After the end of the world war, India was filled with optimism, and Abdul Kalam asked his Father for permission to leave and study at the district headquarters in Ramanathapuram.
He got permission, and his Father quoted Khalil Gibran for the worried mother:

“Your children are not your children. They are the sons and daughters of life ís longing for itself. They come through you but not from you. You may give them your love but not your thoughts. For they have their own thoughts”.

It is said Abdul Kalam grew up in a low-income family, but in my opinion, rich in heart and beautiful soul.


The young Abdul Kalam went and tried hard to fulfill his Father’s and his own dreams. He knew about positive thinking from his brother and was determined to reach his goals.

abdul kalam's childhood

Abdul Kalam never married The great Indian scientist Dr. Vikram Sarabhai was a mentor of him.
He always took responsibility for what he did for failures or mistakes.

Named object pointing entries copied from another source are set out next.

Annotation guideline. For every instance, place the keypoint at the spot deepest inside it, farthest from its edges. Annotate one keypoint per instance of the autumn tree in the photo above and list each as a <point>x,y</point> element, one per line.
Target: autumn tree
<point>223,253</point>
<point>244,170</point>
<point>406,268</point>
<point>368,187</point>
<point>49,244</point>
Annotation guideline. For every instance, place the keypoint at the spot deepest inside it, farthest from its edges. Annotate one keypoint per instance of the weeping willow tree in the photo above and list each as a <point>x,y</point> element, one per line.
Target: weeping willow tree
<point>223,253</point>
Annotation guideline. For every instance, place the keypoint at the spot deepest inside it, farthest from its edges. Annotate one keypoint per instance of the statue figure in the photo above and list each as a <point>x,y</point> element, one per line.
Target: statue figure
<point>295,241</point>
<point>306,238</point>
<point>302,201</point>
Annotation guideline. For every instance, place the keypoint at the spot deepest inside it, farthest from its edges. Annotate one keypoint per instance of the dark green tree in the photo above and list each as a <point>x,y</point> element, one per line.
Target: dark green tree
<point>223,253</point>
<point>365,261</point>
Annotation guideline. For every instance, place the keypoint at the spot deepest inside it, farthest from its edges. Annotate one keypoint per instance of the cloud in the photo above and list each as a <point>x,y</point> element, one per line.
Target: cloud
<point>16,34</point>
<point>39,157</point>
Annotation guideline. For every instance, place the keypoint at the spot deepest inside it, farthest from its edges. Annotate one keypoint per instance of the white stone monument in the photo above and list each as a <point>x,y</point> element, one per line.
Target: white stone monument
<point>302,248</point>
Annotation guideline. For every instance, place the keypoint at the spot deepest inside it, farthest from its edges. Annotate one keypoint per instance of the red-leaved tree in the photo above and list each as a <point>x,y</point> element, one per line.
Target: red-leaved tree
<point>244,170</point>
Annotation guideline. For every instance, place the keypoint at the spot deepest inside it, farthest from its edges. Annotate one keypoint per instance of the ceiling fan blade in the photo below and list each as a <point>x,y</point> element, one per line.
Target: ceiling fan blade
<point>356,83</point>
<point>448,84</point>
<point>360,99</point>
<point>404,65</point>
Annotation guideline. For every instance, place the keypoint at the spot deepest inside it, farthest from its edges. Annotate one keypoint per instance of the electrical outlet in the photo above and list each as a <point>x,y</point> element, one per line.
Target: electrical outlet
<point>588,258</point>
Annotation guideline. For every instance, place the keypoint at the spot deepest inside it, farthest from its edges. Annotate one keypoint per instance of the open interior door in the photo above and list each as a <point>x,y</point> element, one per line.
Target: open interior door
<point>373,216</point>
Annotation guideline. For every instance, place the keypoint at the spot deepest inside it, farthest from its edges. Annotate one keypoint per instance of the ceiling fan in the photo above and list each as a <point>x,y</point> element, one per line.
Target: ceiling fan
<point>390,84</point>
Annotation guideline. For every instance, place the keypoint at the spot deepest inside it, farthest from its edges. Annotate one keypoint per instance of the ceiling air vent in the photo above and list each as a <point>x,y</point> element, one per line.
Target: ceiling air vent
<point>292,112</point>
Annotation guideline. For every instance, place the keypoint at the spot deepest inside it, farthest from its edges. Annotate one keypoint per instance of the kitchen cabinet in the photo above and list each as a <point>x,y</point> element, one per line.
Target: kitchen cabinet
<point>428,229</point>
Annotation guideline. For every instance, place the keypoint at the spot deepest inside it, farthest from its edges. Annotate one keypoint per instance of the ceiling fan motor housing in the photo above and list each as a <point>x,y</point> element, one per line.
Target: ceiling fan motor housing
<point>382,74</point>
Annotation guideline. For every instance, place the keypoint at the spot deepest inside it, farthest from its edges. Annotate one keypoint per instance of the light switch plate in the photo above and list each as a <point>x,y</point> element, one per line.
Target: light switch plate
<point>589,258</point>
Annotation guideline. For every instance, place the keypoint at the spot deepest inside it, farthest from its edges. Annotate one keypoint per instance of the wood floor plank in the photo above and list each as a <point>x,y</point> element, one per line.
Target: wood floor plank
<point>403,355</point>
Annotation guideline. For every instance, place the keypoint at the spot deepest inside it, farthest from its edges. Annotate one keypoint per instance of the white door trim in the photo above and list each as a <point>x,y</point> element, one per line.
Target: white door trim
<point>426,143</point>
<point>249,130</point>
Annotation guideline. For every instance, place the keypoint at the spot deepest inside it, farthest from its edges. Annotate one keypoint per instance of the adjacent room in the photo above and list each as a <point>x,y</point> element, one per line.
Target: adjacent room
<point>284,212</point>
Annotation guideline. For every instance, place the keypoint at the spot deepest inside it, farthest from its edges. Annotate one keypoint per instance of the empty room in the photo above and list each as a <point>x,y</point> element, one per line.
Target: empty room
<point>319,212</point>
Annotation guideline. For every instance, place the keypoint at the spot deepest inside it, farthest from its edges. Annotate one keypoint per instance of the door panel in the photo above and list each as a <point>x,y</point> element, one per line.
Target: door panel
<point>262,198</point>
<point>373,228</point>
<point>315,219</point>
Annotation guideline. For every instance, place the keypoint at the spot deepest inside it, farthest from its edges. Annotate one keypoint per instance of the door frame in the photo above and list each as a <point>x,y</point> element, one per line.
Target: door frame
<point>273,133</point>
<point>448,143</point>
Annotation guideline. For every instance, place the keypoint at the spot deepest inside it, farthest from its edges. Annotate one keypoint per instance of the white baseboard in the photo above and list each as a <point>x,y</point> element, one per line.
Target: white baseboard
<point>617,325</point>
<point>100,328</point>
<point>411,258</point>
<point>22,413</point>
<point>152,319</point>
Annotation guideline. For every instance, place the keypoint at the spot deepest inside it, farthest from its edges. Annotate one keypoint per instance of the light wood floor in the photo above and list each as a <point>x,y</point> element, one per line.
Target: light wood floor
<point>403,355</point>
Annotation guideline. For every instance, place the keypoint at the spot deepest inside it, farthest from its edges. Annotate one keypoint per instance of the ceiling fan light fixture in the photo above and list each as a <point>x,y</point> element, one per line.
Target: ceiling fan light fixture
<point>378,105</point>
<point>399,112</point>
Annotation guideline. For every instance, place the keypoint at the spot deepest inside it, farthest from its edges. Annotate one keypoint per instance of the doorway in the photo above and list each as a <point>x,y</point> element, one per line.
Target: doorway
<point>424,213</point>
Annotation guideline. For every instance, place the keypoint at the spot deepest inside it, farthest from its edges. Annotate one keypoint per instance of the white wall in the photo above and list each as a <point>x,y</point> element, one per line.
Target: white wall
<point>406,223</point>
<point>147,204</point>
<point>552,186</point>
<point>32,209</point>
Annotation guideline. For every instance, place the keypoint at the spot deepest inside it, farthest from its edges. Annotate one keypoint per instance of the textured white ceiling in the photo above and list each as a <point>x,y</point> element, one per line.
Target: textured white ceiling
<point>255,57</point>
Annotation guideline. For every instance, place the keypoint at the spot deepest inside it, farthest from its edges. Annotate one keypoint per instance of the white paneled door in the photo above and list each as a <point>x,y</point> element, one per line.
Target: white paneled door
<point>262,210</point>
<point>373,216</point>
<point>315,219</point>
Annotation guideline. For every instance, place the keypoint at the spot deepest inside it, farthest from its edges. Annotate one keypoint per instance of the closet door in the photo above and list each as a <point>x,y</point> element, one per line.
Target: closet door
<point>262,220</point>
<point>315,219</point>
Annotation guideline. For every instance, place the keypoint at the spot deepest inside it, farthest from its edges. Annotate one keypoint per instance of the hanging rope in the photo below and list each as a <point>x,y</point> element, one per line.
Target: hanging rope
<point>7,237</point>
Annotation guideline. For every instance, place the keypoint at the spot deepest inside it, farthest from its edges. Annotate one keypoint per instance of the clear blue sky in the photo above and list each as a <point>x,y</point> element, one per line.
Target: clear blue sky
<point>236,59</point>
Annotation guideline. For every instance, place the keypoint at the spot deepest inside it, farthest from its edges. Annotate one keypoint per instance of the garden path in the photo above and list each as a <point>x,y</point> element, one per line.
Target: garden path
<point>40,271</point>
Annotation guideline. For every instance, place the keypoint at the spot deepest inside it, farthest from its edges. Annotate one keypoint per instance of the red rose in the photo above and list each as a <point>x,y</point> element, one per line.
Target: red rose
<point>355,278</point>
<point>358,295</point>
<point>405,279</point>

Abdul Kalam liked to quote the Thirukkural, a classic book of Kurals written by Tirruvaluvar 30BC.

And he used to do at least one quote in every speech.
Here are a few quotes:
“It is compassion, the most gracious of virtues, which moves the world.”

“If your thoughts are high, definitely you are going to work for your aim; definitely, you will succeed. But conversely, if you donít have an aim, donít have high thoughts, how can you aim at success”?

“When the rare chance comes, seize it to do the rare deed.”

“Although an act of help done timely, might be small in nature, it is truly larger than the world itself.”

Abdul Kalam was a practicing Muslim, but he knew Hindu traditions very well, and he read the Bhagavad Gita. The Bhagavad Gita is a philosophy, a way of life, not about religion.
Many famous people found answers in the Gita.
Abdul Kalam was truly an amazing man and liked to inspire young people. He was able to motivate the youth not only in India.

Dr. APJ Abdul Kalam also had a vision for India and wrote a book together with Dr. Y S Rajan.

India 2020: A Vision for the New Millennium

A great man with a remarkable childhood.

Did you like the story of Abdul Kalam’s childhood? I like the part with the teacher breaks social barriers and changes perceptions.

Does it inspire you and motivate you to dream big?